Schließlich sah Chris ein, dass er so nicht weitermachen konnte, zumal er nahezu pleite war, und er betrachtete seine Erkenntnis als willkommene Gelegenheit, seine Schulden zu begleichen und anschließend auszusteigen. Sobald ein Spielsüchtiger in der Klemme sitzt, will er nur noch seine Bilanz ausgleichen. Sobald er das geschafft hat, sitzt er noch tiefer in der Klemme, denn wo zum Teufel soll nun der Anreiz herkommen, aufzuhören? Also lieh Chris sich so viel Geld, wie er auftreiben konnte, verkaufte einige Aktien und stieg in den Bus nach Atlantic City. Er spielte mit ein paar Profis 50-100 Hold’em und ließ es ganz nach Chris-Manier mächtig krachen. Es lief so gut, dass er zum 200-400-Dollar-Tisch wechselte. Am Abend des ersten Tages lag er mit vielleicht zwanzig Riesen im Plus. Er hatte seine Schulden wettgemacht. Er hätte zu diesem Zeitpunkt in sein normales Leben zurückkehren können, aber er entschied sich weiterzuspielen, um allen zu demonstrieren, dass der Stress sich gelohnt hatte.

Als Chris sich am nächsten Tag an den großen Tisch im Taj Mahal setzte, wurde er schon erwartet. Man hatte alle Profis im Umkreis von einhundert Meilen verständigt. Manche Spielerteams waren die ganze Nacht durchgefahren, um ihm sein Geld abzuknöpfen. Und genau das taten sie. Als Chris nachts nach Hause fuhr, war er bankrott. Zwei Wochen nach seiner Rückkehr nach New York kündigte er seinen Job, seine Frau reichte die Scheidung ein. Ganze Scharen von Fachleuten vertreten die Theorie, Spielsüchtige würden ihr Geld in dem wahnhaften Glauben verlieren, das Gesetz der Serie gelte für alle, nur nicht für sie. Sie bildeten sich ein, die Realität irgendwie transformieren zu können.

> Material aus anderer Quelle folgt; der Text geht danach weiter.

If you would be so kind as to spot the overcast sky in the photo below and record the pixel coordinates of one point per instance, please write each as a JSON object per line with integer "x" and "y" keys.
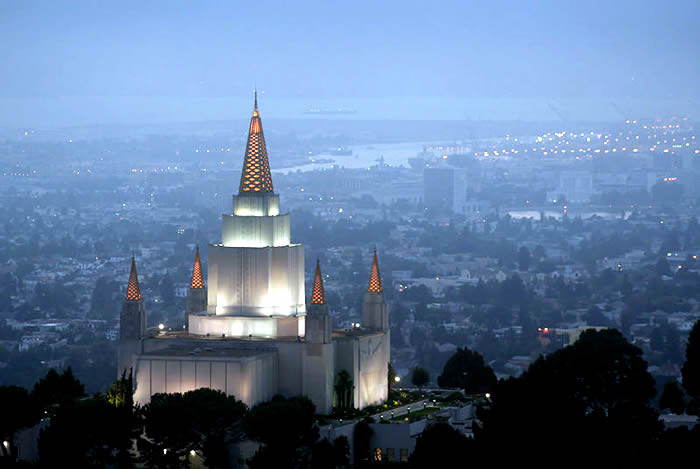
{"x": 349, "y": 50}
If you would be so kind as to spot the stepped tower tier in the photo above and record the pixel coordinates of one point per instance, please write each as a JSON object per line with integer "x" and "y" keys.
{"x": 256, "y": 274}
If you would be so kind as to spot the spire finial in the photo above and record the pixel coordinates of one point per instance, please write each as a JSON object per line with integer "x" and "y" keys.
{"x": 318, "y": 294}
{"x": 133, "y": 291}
{"x": 255, "y": 174}
{"x": 375, "y": 280}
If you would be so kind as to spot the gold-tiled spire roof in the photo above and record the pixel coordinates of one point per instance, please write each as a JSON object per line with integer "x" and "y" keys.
{"x": 255, "y": 175}
{"x": 375, "y": 281}
{"x": 318, "y": 295}
{"x": 197, "y": 277}
{"x": 133, "y": 291}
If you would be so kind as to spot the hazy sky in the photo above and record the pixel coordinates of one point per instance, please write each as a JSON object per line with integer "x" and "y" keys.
{"x": 616, "y": 49}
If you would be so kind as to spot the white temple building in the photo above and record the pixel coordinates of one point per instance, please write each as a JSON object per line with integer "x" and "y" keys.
{"x": 250, "y": 333}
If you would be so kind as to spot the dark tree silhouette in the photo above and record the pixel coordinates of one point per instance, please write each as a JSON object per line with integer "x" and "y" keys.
{"x": 672, "y": 398}
{"x": 420, "y": 377}
{"x": 199, "y": 420}
{"x": 19, "y": 411}
{"x": 287, "y": 430}
{"x": 56, "y": 389}
{"x": 596, "y": 393}
{"x": 467, "y": 370}
{"x": 441, "y": 446}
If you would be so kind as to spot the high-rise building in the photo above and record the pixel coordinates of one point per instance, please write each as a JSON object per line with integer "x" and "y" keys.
{"x": 249, "y": 331}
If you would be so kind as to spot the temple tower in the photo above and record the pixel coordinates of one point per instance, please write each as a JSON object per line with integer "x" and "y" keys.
{"x": 318, "y": 321}
{"x": 256, "y": 274}
{"x": 196, "y": 299}
{"x": 375, "y": 315}
{"x": 132, "y": 322}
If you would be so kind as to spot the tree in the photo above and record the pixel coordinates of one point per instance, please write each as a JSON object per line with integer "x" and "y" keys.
{"x": 199, "y": 420}
{"x": 121, "y": 392}
{"x": 524, "y": 258}
{"x": 467, "y": 370}
{"x": 19, "y": 411}
{"x": 656, "y": 340}
{"x": 88, "y": 433}
{"x": 420, "y": 377}
{"x": 441, "y": 446}
{"x": 287, "y": 430}
{"x": 596, "y": 392}
{"x": 691, "y": 368}
{"x": 343, "y": 390}
{"x": 326, "y": 455}
{"x": 672, "y": 397}
{"x": 361, "y": 438}
{"x": 57, "y": 389}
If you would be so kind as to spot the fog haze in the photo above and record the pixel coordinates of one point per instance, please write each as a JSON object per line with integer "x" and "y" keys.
{"x": 66, "y": 63}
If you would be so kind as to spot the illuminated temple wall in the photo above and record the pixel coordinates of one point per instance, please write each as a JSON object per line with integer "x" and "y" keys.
{"x": 256, "y": 281}
{"x": 250, "y": 376}
{"x": 366, "y": 358}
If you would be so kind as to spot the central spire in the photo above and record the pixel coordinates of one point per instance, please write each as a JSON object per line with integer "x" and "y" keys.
{"x": 133, "y": 291}
{"x": 255, "y": 174}
{"x": 318, "y": 295}
{"x": 375, "y": 281}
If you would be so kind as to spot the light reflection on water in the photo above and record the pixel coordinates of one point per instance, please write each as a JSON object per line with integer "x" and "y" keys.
{"x": 536, "y": 214}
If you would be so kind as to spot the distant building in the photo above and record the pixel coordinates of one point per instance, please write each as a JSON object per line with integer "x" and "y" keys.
{"x": 450, "y": 189}
{"x": 574, "y": 187}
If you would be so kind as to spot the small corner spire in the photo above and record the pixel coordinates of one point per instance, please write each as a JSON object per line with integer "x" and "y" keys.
{"x": 375, "y": 280}
{"x": 197, "y": 275}
{"x": 133, "y": 291}
{"x": 318, "y": 294}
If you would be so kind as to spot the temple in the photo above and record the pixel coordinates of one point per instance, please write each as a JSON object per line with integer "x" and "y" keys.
{"x": 247, "y": 329}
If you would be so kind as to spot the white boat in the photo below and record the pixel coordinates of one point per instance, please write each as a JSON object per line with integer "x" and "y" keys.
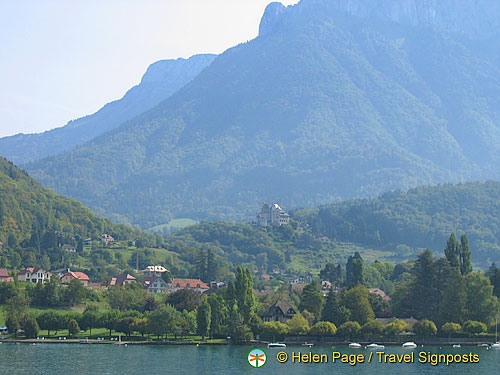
{"x": 276, "y": 345}
{"x": 409, "y": 345}
{"x": 375, "y": 346}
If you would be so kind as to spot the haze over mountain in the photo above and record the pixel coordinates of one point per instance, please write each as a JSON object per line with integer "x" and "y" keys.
{"x": 161, "y": 80}
{"x": 335, "y": 99}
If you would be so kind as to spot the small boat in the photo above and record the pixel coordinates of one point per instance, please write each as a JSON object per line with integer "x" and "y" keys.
{"x": 276, "y": 345}
{"x": 409, "y": 345}
{"x": 375, "y": 346}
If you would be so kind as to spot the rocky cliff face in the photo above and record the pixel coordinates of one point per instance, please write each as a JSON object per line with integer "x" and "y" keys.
{"x": 272, "y": 16}
{"x": 477, "y": 19}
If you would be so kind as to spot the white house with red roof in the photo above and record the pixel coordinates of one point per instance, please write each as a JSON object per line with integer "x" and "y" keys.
{"x": 69, "y": 276}
{"x": 34, "y": 275}
{"x": 193, "y": 284}
{"x": 4, "y": 276}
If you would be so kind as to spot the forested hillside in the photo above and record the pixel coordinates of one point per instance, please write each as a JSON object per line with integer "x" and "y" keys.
{"x": 422, "y": 217}
{"x": 333, "y": 100}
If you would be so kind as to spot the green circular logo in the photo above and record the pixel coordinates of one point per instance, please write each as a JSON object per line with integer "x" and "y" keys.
{"x": 257, "y": 358}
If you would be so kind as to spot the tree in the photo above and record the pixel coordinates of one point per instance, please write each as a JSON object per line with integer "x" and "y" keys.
{"x": 354, "y": 270}
{"x": 298, "y": 325}
{"x": 31, "y": 328}
{"x": 48, "y": 320}
{"x": 356, "y": 300}
{"x": 451, "y": 307}
{"x": 245, "y": 298}
{"x": 12, "y": 324}
{"x": 474, "y": 328}
{"x": 75, "y": 292}
{"x": 274, "y": 331}
{"x": 334, "y": 311}
{"x": 323, "y": 329}
{"x": 396, "y": 327}
{"x": 73, "y": 327}
{"x": 451, "y": 251}
{"x": 465, "y": 256}
{"x": 219, "y": 311}
{"x": 203, "y": 319}
{"x": 450, "y": 328}
{"x": 480, "y": 303}
{"x": 373, "y": 327}
{"x": 312, "y": 299}
{"x": 425, "y": 328}
{"x": 185, "y": 299}
{"x": 349, "y": 329}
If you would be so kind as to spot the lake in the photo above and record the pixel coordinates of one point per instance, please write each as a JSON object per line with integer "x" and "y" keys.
{"x": 63, "y": 359}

Nach meiner Erfahrung – und das gilt besonders für Chris – leiden die meisten Spielsüchtigen nicht unter wahnhaftem Selbstbetrug. Ich vermute eher, sie zerstören sich absichtlich selbst. Sie suchen sich ein Spiel, bei dem sie erwiesenermaßen keinen Erfolg haben werden, um sich zu bestrafen, weil sie glauben, sie hätten all das Gute, das sie sich im Leben aufgebaut haben, nicht verdient. Dafür kann es Millionen von Gründen geben. Klischees gibt es reichlich: Missbrauch in der Familie, Pubertätsakne und noch vieles mehr. Ich kenne Chris nicht gut genug, um den Ursprung seiner fatalen Schwäche zu benennen, aber eins weiß ich sicher: Es lag bestimmt in seiner Absicht, so und nicht anders zu enden.